Rediscovering Entropy Regularization: Adaptive Coefficient Unlocks Its Potential for LLM Reinforcement Learning
Xiaoyun Zhang, Xiaojian Yuan, Di Huang, Wang You, Chen Hu, Jingqing Ruan, Kejiang Chen, Xing Hu
TL;DR
The paper identifies fixed entropy regularization as a bottleneck for RLVR in LLMs due to entropy collapse or explosion and proposes Adaptive Entropy Regularization (AER). AER jointly uses (i) difficulty-aware per-sample coefficient allocation, (ii) an initial-anchored target entropy, and (iii) a dynamic global coefficient to keep policy entropy near a target $H^{\star}$ throughout training.
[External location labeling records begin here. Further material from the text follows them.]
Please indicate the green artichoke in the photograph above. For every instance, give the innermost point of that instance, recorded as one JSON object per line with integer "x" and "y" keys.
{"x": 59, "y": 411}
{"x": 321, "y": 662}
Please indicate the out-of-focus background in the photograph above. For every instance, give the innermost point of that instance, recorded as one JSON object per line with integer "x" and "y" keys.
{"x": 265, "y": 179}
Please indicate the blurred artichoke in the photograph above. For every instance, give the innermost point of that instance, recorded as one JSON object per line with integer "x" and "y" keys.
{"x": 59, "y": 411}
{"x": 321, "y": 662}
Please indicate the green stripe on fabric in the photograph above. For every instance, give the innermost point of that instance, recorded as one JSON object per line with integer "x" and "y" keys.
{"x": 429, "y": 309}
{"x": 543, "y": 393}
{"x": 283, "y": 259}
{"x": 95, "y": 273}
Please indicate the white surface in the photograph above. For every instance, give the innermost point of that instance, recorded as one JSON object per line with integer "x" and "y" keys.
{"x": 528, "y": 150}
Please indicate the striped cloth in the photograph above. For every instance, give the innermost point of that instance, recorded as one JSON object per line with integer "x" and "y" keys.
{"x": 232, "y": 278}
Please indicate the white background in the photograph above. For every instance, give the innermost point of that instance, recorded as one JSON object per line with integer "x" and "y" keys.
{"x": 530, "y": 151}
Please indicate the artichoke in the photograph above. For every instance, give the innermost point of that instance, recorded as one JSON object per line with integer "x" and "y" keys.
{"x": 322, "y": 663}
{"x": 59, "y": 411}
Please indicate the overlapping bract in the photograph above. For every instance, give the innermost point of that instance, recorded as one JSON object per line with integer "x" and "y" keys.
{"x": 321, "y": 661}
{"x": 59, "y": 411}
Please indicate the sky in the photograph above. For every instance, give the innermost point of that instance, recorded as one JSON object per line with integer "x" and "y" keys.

Empirical results on mathematical reasoning benchmarks across model scales show that AER improves both reasoning accuracy (pass@1) and exploration (pass@k), with clear ablations validating the contribution of each component. The work demonstrates that adaptive entropy control can unlock the potential of entropy regularization for RLVR in LLMs, enabling more reliable and diverse reasoning trajectories.
Abstract
Reasoning ability has become a defining capability of Large Language Models (LLMs), with Reinforcement Learning with Verifiable Rewards (RLVR) emerging as a key paradigm to enhance it. However, RLVR training often suffers from policy entropy collapse, where the policy becomes overly deterministic, hindering exploration and limiting reasoning performance. While entropy regularization is a common remedy, its effectiveness is highly sensitive to the fixed coefficient, making it unstable across tasks and models. In this work, we revisit entropy regularization in RLVR and argue that its potential has been largely underestimated. Our analysis shows that (i) tasks of varying difficulty demand distinct exploration intensities, and (ii) balanced exploration may require the policy entropy to be maintained within a moderate range below its initial level. Therefore, we propose Adaptive Entropy Regularization (AER)--a framework that dynamically balances exploration and exploitation via three components: difficulty-aware coefficient allocation, initial-anchored target entropy, and dynamic global coefficient adjustment. Experiments on multiple mathematical reasoning benchmarks show that AER consistently outperforms baselines, improving both reasoning accuracy and exploration capability.